Citerò, tra tante amiche e amici che – ecco un primo dato essenziale – ho rivisto con grande piacere, solo la principale animatrice di questa lunga avventura: Adriana Sbrogiò, dell’associazione Identità e Differenza di Spinea, più donne e alcuni uomini che hanno aperto e mantenuto aperta la scommessa di un incontro tra femministe e maschi disposti ad ascoltare e ascoltarsi più profondamente, con il desiderio comune di inventare un modo nuovo di fare politica insieme.
Adriana, aprendo l’incontro, ha dato voce ai sentimenti di paura e angoscia per un mondo che precipita nella guerra, all’ansia del “che fare” per opporsi, reagire, modificare questa situazione che sembra sopraffarci. Forse la spinta a ritrovarsi è nata principalmente da questo desiderio: la consolazione degli affetti che certamente legano alcune, non poche né irrilevanti, relazioni personali e politiche. Questo è sicuramente accaduto. Ma non “solo” questo.
Il titolo dell’incontro era molto semplice e aperto: “Incontriamoci… così come siamo… sulla soglia”.
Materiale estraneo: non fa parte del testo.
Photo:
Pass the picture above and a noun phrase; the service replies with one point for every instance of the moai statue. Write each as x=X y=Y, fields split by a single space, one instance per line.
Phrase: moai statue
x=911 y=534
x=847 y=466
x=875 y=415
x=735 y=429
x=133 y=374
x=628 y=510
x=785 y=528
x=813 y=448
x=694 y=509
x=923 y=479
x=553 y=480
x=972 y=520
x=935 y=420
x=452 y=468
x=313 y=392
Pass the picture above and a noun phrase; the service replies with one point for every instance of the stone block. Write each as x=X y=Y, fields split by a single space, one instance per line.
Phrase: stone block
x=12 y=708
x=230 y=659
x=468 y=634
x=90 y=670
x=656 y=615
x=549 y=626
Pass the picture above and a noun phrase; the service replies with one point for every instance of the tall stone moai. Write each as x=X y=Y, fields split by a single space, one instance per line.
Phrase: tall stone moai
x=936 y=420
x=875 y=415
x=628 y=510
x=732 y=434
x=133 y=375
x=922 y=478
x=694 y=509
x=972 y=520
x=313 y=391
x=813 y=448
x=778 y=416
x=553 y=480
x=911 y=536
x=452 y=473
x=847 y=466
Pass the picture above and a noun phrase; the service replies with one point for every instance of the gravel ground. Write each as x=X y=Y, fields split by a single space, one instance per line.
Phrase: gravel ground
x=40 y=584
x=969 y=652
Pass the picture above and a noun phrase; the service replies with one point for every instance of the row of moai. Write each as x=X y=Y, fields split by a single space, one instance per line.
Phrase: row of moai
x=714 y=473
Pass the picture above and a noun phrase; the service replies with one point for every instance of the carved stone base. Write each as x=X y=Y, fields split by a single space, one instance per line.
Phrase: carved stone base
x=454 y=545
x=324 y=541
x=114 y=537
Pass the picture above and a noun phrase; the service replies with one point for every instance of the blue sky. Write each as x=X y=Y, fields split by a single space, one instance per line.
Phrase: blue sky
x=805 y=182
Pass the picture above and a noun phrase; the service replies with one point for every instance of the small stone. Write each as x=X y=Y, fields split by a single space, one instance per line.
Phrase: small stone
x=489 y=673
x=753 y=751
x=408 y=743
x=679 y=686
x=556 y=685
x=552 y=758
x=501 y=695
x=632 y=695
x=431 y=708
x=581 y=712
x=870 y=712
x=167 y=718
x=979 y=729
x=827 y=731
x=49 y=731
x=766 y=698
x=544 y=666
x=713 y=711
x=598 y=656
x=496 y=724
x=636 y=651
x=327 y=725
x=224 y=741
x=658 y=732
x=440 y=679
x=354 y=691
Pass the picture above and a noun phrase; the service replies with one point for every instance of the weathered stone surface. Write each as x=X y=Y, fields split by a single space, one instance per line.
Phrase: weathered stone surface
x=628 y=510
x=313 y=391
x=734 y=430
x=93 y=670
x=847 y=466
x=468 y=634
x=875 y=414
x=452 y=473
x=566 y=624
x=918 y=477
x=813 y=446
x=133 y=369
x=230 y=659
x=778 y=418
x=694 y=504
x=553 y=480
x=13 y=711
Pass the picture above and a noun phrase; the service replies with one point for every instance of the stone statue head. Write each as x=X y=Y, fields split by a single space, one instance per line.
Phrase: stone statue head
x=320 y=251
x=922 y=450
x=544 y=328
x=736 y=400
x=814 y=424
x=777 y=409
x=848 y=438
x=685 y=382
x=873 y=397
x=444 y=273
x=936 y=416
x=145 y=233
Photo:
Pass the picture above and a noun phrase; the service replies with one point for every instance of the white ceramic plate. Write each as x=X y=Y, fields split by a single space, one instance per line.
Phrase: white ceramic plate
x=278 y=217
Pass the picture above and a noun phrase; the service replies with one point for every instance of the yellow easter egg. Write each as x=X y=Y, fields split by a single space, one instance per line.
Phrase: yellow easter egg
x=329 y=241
E l’idea, la situazione di essere “sulla soglia”, ha motivato molti pensieri e parole. E il meraviglioso canto di una amica (cito anche lei: Lucia Staccone). Come connettere l’esperienza di un passato di cui nel presente si ha la sensazione di non ritrovare nessuna riconoscibile eredità. Come cercare una via diversa da quella seguita sin qui e decidersi a imboccarla. Come dialogare con l’altro che potrebbe essere un nemico. Come allargare i margini che avvertiamo sempre più stretti per una azione politica capace di legare la capacità di cambiare noi stessi a quella di cambiare il mondo.
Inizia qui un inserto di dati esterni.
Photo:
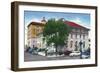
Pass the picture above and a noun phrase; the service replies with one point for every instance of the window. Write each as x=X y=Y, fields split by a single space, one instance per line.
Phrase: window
x=76 y=47
x=80 y=35
x=71 y=35
x=84 y=36
x=76 y=36
x=71 y=44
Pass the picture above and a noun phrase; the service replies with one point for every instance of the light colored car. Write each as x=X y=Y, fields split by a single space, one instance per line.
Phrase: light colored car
x=74 y=53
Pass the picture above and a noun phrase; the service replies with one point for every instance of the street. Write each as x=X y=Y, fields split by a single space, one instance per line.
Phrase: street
x=30 y=57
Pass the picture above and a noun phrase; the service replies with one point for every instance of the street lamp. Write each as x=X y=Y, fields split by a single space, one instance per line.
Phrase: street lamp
x=80 y=43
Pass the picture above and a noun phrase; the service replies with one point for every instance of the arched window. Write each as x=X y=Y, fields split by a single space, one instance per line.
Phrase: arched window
x=71 y=44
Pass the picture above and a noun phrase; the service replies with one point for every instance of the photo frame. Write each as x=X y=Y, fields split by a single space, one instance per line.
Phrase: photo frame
x=39 y=40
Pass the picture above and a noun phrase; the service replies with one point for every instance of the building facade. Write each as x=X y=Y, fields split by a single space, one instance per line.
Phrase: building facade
x=78 y=37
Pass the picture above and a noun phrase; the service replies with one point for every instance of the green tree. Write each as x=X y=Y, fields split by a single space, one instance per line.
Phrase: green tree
x=56 y=32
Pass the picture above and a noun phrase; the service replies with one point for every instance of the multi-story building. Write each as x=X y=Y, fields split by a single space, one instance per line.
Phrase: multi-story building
x=79 y=34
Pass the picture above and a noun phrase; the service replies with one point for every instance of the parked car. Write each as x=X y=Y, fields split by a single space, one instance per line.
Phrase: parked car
x=74 y=53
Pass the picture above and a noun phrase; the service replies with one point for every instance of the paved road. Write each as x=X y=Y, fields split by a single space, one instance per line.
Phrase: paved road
x=30 y=57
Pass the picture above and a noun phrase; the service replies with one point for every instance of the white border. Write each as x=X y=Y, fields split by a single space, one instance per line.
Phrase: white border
x=23 y=64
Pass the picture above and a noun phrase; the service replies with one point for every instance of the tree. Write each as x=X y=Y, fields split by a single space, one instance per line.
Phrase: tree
x=56 y=32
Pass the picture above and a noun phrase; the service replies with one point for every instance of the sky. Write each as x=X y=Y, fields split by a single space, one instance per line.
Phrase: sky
x=80 y=18
x=36 y=16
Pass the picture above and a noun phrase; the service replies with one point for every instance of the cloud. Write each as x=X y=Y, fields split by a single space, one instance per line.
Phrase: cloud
x=80 y=22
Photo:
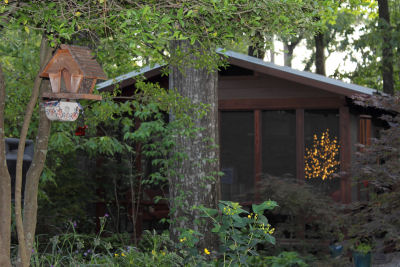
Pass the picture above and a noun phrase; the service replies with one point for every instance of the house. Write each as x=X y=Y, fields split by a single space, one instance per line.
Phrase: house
x=269 y=115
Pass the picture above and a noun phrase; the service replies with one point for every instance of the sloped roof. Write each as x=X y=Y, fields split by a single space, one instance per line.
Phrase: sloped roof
x=258 y=65
x=86 y=61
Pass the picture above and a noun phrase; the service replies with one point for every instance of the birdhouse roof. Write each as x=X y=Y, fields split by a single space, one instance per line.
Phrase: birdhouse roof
x=83 y=58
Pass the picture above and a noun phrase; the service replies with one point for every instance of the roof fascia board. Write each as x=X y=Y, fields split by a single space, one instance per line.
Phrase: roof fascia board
x=128 y=78
x=307 y=78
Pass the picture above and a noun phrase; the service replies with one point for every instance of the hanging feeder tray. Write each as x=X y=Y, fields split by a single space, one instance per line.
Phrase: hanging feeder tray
x=61 y=110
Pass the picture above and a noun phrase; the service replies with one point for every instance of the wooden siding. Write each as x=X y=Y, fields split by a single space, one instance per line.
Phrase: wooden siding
x=263 y=86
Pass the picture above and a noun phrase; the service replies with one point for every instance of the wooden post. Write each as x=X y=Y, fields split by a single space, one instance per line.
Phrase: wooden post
x=300 y=145
x=257 y=152
x=345 y=154
x=364 y=138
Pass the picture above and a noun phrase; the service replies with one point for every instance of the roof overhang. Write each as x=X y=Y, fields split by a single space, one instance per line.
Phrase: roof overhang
x=257 y=65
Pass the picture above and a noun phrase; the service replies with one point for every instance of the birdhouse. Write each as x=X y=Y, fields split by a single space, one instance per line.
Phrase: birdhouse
x=73 y=73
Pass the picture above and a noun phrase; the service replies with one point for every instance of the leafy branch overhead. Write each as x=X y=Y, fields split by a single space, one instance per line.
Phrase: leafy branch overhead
x=129 y=31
Vedere, dal proprio punto di osservazione e dalle proprie esperienze, che guerra e violenza non agiscono solo su relativamente lontani campi di battaglia, ma anche nella nostra quotidianità. Nelle parole. Nelle vite sofferenti di molte persone, spesso giovani, aggredite dalla povertà, respinte da chi dovrebbe accoglierle, costrette in ambienti ostili. C’è quindi molto da fare per condividere i tentativi di ricostruire umanità spezzate.
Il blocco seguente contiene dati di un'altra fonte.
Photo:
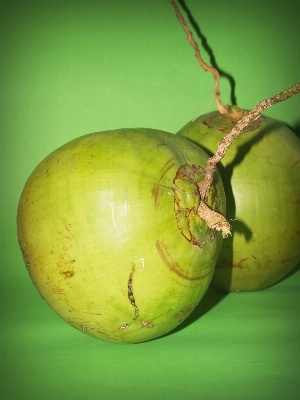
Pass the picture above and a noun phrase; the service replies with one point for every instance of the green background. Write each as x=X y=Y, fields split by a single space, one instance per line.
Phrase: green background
x=73 y=67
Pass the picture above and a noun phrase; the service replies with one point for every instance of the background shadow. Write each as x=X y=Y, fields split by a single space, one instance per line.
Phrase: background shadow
x=210 y=53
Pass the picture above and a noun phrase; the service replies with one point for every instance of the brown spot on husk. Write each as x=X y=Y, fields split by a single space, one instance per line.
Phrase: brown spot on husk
x=173 y=265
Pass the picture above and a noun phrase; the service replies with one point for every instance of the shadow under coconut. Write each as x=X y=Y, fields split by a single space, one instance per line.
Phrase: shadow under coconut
x=211 y=298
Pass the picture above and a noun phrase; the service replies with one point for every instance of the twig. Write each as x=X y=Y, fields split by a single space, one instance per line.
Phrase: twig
x=223 y=145
x=222 y=109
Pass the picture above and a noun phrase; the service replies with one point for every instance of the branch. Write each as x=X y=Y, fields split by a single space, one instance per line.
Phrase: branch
x=222 y=109
x=226 y=142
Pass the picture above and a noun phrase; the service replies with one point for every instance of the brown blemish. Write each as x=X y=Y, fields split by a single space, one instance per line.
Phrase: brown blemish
x=146 y=324
x=124 y=326
x=67 y=274
x=239 y=264
x=171 y=264
x=156 y=187
x=130 y=292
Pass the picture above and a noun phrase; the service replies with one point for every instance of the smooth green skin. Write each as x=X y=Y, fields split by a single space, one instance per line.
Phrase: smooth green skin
x=96 y=225
x=261 y=177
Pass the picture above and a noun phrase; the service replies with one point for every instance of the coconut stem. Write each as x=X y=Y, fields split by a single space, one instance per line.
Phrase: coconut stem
x=222 y=109
x=225 y=143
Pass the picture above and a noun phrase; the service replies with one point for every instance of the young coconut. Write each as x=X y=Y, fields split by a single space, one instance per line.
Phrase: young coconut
x=110 y=232
x=260 y=173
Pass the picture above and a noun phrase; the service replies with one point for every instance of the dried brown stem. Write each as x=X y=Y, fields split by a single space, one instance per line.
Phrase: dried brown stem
x=222 y=109
x=225 y=143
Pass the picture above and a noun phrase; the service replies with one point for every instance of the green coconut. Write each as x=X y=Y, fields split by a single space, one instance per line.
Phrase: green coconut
x=261 y=177
x=110 y=234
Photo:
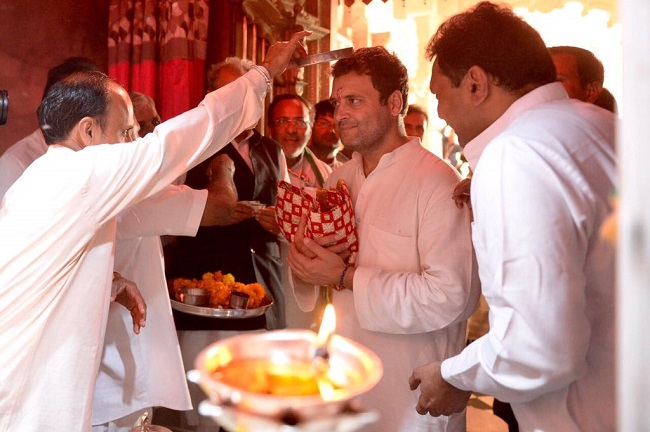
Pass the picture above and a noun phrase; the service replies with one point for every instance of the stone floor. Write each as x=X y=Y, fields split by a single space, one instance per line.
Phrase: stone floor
x=480 y=417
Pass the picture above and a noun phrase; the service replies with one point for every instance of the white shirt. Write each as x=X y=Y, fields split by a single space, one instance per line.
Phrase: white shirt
x=18 y=157
x=543 y=173
x=413 y=288
x=302 y=174
x=57 y=230
x=146 y=370
x=130 y=376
Ma l’esitazione sulla soglia non può durare a lungo. Dopo mezzo secolo di pensieri, movimenti, pratiche politiche del femminismo – è stato detto a un certo punto – oggi la realtà è radicalmente cambiata perché le donne sono libere come non sono mai state.
Ci sono donne che, giunte al potere, lo esercitano in forme che seguono quelle maschili? Fino alle scelte belliche? Questo certamente non ci piace, non lo accettiamo, ma non nega che siano libere di farlo o di rifiutarlo.
È questa libertà che parla della “fine” del patriarcato come forza simbolica capace di ordinare le vite di tutti (e molto si è discusso anche di come ridefinire, o abbandonare del tutto, genealogie maschili capaci di aiutare la reinvenzione delle relazioni tra figlio e madre, tra figlio e padre, e come essere padri se lo scegliamo).
Siamo noi uomini a indugiare ancora troppo sulla soglia di una nuova libertà. Troviamo la forza di riconoscere e di liberarci da ciò che ci porta alla violenza e alla guerra. Guadagneremmo una vita migliore.